4 Ways to Remain Profitable in 2019
By Ben Stoodley
“In the business world, the rearview mirror is always clearer than the windshield.”
- Warren Buffett
We can all agree with this quote by the investing guru himself. Investing would be much easier if we could predict the future. All great businesses are built on innovative ideas that try to solve today’s problems for a better tomorrow. As a lender, I always ask myself, what service or creative financing structure can I supply today that people will benefit from in the future. With all the TV shows and training academy’s teaching people how to Fix n Flip homes, the market has become saturated and it will become harder to find good deals unless we all think outside of the box. Here are 4 things to consider when planning for our ever changing industry.
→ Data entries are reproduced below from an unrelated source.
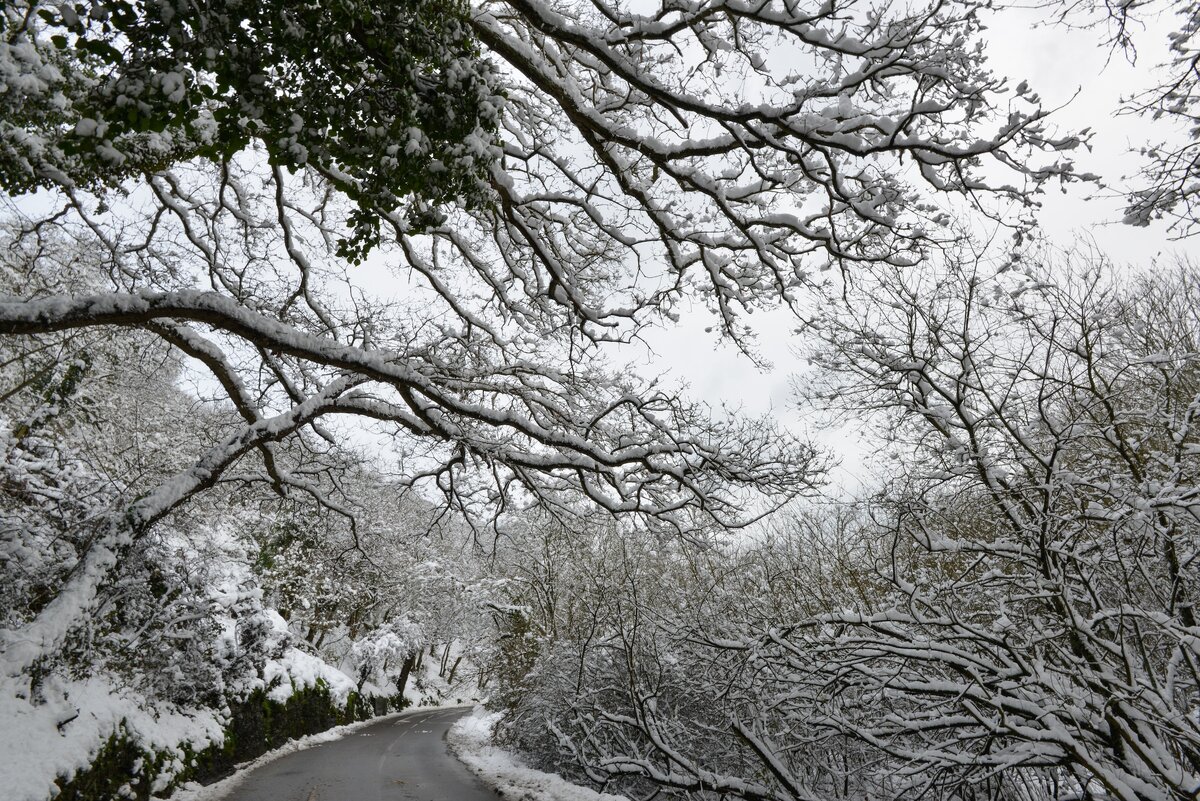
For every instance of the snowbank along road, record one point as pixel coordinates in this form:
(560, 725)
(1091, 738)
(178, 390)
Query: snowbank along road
(399, 759)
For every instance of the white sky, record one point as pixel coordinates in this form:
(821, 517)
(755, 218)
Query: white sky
(1069, 68)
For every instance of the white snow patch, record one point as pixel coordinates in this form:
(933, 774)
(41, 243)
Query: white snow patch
(63, 732)
(195, 792)
(471, 741)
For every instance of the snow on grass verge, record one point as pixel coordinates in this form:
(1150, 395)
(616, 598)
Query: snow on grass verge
(471, 741)
(195, 792)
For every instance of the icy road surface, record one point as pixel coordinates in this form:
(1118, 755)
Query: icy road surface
(400, 759)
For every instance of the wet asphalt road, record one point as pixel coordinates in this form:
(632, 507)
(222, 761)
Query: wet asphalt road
(402, 758)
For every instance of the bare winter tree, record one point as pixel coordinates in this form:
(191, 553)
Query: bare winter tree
(555, 176)
(1012, 618)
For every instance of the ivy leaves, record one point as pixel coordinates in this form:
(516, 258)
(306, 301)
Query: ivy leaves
(391, 102)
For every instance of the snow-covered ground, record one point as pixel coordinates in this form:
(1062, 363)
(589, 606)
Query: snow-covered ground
(195, 792)
(471, 740)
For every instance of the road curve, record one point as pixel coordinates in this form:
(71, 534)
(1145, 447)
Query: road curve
(402, 758)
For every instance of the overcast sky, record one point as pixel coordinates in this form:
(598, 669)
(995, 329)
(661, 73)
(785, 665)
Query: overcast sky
(1069, 68)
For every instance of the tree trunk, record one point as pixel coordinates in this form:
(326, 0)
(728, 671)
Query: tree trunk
(405, 670)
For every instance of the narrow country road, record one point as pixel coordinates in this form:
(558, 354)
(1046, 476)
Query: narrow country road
(402, 758)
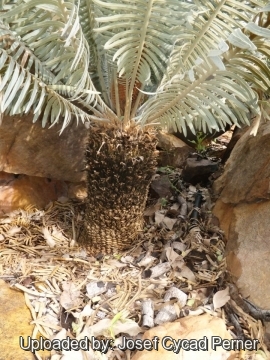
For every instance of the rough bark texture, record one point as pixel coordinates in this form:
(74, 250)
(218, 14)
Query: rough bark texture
(121, 165)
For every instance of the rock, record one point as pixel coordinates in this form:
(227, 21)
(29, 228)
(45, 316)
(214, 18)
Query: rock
(20, 191)
(198, 170)
(27, 148)
(247, 172)
(15, 319)
(174, 151)
(162, 186)
(243, 209)
(191, 327)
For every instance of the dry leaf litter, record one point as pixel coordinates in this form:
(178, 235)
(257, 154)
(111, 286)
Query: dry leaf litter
(174, 270)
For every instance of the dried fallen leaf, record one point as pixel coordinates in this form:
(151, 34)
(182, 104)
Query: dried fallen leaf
(106, 327)
(48, 237)
(14, 230)
(169, 222)
(159, 217)
(221, 298)
(70, 296)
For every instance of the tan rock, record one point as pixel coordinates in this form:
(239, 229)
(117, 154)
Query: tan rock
(174, 151)
(248, 250)
(22, 191)
(243, 209)
(191, 327)
(247, 172)
(15, 319)
(27, 148)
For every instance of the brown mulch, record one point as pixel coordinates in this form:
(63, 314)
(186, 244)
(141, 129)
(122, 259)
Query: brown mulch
(71, 293)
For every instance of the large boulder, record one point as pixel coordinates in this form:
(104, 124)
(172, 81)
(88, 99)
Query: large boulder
(27, 148)
(243, 208)
(22, 191)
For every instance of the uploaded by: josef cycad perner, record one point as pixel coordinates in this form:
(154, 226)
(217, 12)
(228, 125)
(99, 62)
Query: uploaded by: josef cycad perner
(167, 342)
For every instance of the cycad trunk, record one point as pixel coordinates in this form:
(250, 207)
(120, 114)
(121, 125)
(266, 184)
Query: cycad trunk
(121, 165)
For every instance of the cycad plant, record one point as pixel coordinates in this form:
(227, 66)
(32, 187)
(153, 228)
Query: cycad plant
(127, 67)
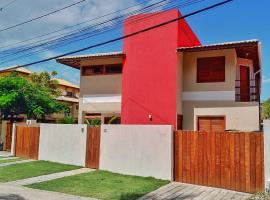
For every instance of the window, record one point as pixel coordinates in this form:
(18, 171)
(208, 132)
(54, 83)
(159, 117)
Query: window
(102, 69)
(69, 94)
(211, 69)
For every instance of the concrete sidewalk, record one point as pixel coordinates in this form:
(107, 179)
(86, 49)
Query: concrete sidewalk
(15, 162)
(49, 177)
(11, 192)
(5, 154)
(182, 191)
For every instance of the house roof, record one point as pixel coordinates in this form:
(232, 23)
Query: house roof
(21, 70)
(225, 45)
(74, 61)
(66, 83)
(68, 99)
(249, 49)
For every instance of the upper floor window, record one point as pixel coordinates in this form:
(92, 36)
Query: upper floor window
(69, 94)
(102, 69)
(211, 69)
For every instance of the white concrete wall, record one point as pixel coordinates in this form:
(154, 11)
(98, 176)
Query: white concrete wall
(63, 143)
(142, 150)
(266, 126)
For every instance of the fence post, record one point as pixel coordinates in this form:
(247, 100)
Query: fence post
(266, 132)
(13, 140)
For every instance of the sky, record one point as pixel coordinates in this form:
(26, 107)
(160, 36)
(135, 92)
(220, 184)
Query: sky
(239, 20)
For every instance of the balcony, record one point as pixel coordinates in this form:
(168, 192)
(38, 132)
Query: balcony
(247, 91)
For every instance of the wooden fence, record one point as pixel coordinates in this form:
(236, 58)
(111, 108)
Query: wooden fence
(230, 160)
(92, 147)
(27, 142)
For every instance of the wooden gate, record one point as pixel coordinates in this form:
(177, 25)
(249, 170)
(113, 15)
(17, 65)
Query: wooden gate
(92, 147)
(27, 142)
(230, 160)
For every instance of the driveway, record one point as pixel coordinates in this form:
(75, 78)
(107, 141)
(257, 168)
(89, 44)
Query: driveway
(183, 191)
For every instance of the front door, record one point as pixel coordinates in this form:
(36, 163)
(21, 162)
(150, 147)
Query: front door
(211, 124)
(8, 136)
(244, 84)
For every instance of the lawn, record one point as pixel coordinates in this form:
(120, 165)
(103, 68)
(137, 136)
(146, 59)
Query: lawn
(31, 169)
(102, 185)
(10, 160)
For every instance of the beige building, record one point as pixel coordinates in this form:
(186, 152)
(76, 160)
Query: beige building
(70, 94)
(218, 86)
(100, 84)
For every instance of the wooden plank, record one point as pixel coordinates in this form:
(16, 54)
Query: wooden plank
(178, 152)
(247, 162)
(259, 163)
(237, 161)
(93, 147)
(252, 145)
(218, 159)
(242, 163)
(223, 161)
(196, 150)
(192, 156)
(232, 161)
(204, 150)
(27, 142)
(185, 158)
(211, 158)
(200, 157)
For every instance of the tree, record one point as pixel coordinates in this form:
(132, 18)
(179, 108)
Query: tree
(46, 80)
(20, 96)
(266, 109)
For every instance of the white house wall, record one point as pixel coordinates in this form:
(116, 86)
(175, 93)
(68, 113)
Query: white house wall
(141, 150)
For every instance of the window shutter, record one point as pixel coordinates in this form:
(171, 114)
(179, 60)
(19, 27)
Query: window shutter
(211, 69)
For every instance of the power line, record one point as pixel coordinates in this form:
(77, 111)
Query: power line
(79, 37)
(95, 33)
(69, 27)
(82, 30)
(125, 36)
(6, 5)
(39, 17)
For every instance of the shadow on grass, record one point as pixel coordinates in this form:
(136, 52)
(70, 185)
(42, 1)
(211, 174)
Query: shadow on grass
(11, 197)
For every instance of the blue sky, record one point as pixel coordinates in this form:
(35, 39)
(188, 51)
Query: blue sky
(240, 20)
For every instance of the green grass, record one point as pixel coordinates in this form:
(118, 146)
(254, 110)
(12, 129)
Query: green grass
(102, 185)
(31, 169)
(10, 160)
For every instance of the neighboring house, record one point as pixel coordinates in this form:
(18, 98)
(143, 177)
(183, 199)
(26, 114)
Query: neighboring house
(70, 94)
(165, 76)
(20, 72)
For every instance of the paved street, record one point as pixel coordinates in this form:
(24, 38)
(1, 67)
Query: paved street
(11, 192)
(180, 191)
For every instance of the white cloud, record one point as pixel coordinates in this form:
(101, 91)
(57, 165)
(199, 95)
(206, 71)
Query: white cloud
(23, 10)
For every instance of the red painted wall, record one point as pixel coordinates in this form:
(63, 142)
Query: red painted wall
(149, 70)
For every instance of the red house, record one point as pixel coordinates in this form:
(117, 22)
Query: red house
(165, 76)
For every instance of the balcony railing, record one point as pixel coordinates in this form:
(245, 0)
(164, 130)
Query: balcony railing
(245, 92)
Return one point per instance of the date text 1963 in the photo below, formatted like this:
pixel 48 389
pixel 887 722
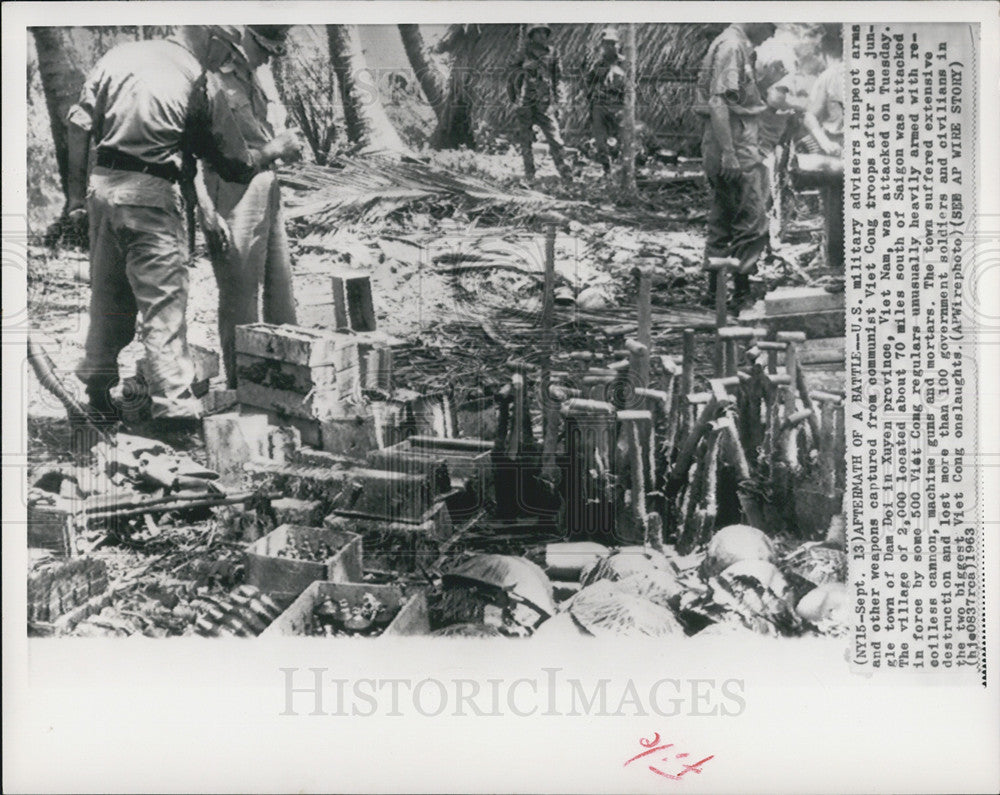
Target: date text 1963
pixel 657 752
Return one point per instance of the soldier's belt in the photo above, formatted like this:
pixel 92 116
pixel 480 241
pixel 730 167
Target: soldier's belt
pixel 119 161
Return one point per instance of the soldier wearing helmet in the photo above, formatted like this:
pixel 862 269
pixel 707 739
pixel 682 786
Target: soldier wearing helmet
pixel 244 225
pixel 533 86
pixel 605 86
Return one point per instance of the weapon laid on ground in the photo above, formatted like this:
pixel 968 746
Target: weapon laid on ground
pixel 45 370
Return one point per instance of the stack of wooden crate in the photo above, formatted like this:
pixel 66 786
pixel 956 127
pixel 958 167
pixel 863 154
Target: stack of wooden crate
pixel 305 378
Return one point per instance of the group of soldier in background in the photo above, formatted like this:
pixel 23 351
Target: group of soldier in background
pixel 176 123
pixel 750 119
pixel 183 122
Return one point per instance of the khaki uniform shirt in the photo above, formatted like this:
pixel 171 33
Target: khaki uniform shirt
pixel 535 76
pixel 826 102
pixel 728 71
pixel 606 83
pixel 150 100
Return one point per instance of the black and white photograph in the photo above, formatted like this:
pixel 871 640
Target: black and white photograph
pixel 657 341
pixel 479 330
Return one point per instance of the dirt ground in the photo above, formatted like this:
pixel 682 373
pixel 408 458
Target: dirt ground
pixel 458 295
pixel 414 258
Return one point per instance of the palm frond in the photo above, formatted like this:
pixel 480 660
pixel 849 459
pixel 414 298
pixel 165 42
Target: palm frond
pixel 368 189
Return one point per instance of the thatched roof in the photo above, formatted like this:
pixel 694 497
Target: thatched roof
pixel 669 56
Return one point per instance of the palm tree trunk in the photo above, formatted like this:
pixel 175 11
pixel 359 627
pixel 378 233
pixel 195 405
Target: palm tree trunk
pixel 365 118
pixel 628 122
pixel 62 81
pixel 430 79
1.) Network, Network, Network
With so many information feeds available at our fingertips, we tend to overlook the most important part of communication - face to face. True business will always be done in person. This world is shifting to a peer-to-peer driven economy, increasing the value in making these connections early on. Learning how other newcomers are disrupting the industry will keep you one step ahead of the curve. Syndication deals are becoming more and more popular, allowing more people to work together for a common goal. Attend every highly recommended conference you can, connect with as many industry professionals on every social media platform possible, subscribe to multiple masterminding style groups, and continue telling everyone you meet what your profession is. Your network is directly tied to your net worth in any industry.
2.) Remain Flexible and Pay Attention to Trends
Great companies need to be able to pivot when market demands shift in certain directions. Real Estate is a cyclical market and we are nearing a downward shift. That doesn’t mean money can’t be made, but certain precautions must be taken, such as lowering your LTVs and focusing on rental-ready assets as a back up. With the help from technology, opportunities are not limited by your geographical area anymore. People will always need a place to buy or rent, even in a downturning economy. How can you provide a service to this new market with different demands? There’s an increasing demand for solar and other green/energy-efficient homes, how can you apply these to your investments? Many believe the traditional commission based real estate structure will be obsolete in the next 5-10 years, how will that affect your business?
3.) Be Relationship Driven
The reasons referrals are so important is because it shows your client’s trust in you. Customer service has never been more in the spotlight, technology platforms (I.e Yelp, Twitter, Facebook) are the new wave with millennials. Connecting them with your professional background and client testimonials will build the trust and relationships needed to propel your business forward. Millennials are renting longer too, along with a new sharing world economy and the ability to do more on the go than ever before. Customer service has never been more in the spotlight. Technology makes it possible to communicate with people much easier, this means B2B and B2C connections will expect quicker responses. Take care of your clients, be honest in business and grow together. People want to do business with people they trust, the stronger these bonds are the stronger your business will become. This is a fast paced industry and we need to be able to rely on the different members of our team, from partner, to agent, to lender and everything in between. Relationships are everything as all business is done between people.
4.) Cash is and always will be King
Many lenders will start to lower LTVs and/or have stricter requirements for achieving high LTVs as the market turn approaches. Most seasoned investors will do the same by decreasing the loan amount they borrower. The reason is simple, with interest rates rising and values nearing a drop, we don’t want to become upside down on our note and we want to keep the interest payments low. Yes, this requires more cash and therefore possibly less deals per year, but it only takes one bad deal to throw your entire career off. Always have skin in the game, overleveraging your deals is the last thing a lender wants to see as we approach a downturn. Remember that saying no to a deal is sometimes the best investment you can make. Stay true and consistent to your methods.
There you have it, four recession proof tips that I have seen pay off for the veterans of our industry. Investing requires patience and focus. With an open mind and a strong group of mentors to learn from, I believe most can be very successful with real estate investing. Now is likely not the time to swing for the fences, but a great time to hone your craft and expand your knowledge for the next opportunity. Remember, just like it only takes one bad deal to seriously impact your career, it also only takes one smart investment to change your life.